JOHESU’s National President of JOHESU, Comrade Josiah Biobelemoye, who hinted reporters in Abuja, claimed that the Ministry of the Health reneged on the uniform percentage agreed with the professionals and union in computing the special perk.

He argued that the memorandum of understanding (MoU) struck with government-specified 50 per cent of Consolidated Basic Salary as Special COVID-19 Hazard and Inducement Allowance for all categories of health workers in federal teaching hospitals and medical centres.

Biobelemoye said it was the position of the union that the stipend should be flat since ‘hazard’ does not discriminate, adding that other payments could vary.

He alleged: “Now, the Ministry of Health has changed even the percentage we agreed that should cut across every worker in the system.”

“When we say health workers, we mean all those that have been employed by the health system via the health ministry, hospitals and other parastatals. We expected that the percentage should be uniform. If you cannot give a higher percentage to the lower grade levels, then make the percentage uniform. That was the agreement we signed,” Biobelemoye added.

He further claimed: “Instead of using Paragraph 1(a) of the agreement, the Ministry of Health, instead, used Paragraph 1(d), which is meant for a different purpose and intent.”

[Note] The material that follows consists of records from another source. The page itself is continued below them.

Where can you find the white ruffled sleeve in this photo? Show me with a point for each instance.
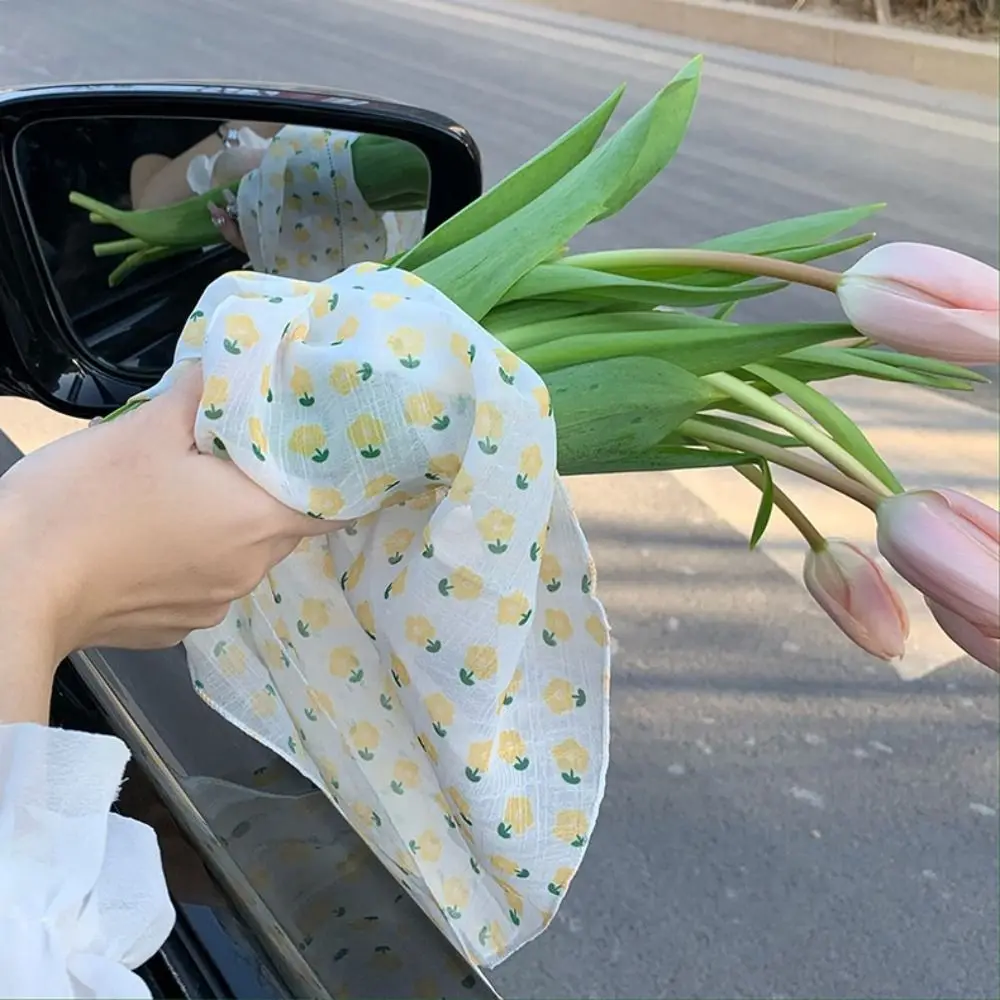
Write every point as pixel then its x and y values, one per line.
pixel 83 899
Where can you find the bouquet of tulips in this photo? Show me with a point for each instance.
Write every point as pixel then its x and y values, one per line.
pixel 647 368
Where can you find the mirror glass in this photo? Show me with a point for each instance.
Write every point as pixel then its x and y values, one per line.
pixel 135 216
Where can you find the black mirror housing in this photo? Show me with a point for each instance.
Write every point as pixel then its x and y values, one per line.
pixel 42 356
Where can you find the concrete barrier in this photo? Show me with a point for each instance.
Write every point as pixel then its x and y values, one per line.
pixel 954 63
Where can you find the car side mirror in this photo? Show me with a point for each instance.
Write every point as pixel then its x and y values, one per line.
pixel 119 203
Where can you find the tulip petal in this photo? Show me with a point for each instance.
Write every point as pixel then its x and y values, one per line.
pixel 980 647
pixel 945 275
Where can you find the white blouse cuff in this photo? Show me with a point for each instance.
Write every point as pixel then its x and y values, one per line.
pixel 83 899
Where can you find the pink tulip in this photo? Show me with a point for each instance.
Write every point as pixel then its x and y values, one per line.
pixel 980 647
pixel 947 545
pixel 925 300
pixel 851 589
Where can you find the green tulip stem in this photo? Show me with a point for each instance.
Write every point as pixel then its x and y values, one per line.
pixel 709 260
pixel 788 507
pixel 786 458
pixel 808 433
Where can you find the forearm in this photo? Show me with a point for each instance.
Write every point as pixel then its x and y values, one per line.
pixel 28 656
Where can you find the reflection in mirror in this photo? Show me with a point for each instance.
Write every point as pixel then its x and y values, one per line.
pixel 135 216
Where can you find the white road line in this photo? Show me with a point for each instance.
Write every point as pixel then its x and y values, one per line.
pixel 792 89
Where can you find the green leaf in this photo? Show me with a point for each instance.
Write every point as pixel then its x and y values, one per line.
pixel 516 190
pixel 620 407
pixel 831 418
pixel 546 332
pixel 790 234
pixel 567 281
pixel 766 507
pixel 476 274
pixel 662 458
pixel 699 349
pixel 751 430
pixel 664 140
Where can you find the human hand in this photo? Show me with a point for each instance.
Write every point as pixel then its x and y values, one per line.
pixel 123 534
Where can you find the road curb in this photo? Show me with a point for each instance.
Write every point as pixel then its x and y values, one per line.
pixel 954 63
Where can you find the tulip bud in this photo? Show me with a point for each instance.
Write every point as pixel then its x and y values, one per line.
pixel 850 588
pixel 925 300
pixel 947 545
pixel 980 647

To stave the impending industrial disharmony, the JOHESU president implored the ministry to implement the pact to the letter.

He acknowledged that a meeting had been summoned by the permanent secretary in the ministry to iron out the grievances.

In the meantime, African civil society organisations (CSOs) have regretted the dwindling foreign funding to check the pandemic on the continent, admitting that the negative effects of the virus were impacting on their operations.

The submission was contained in a report on the impact of the disease on operations and sustainability, conducted by continental NGOs and EPIC-Africa.

The survey noted that CSOs had a long tradition of performing crucial developmental, humanitarian and advocacy functions across Africa, often under challenging conditions.

Consequently, it held that there could not be an effective response to COVID-19 without their full participation.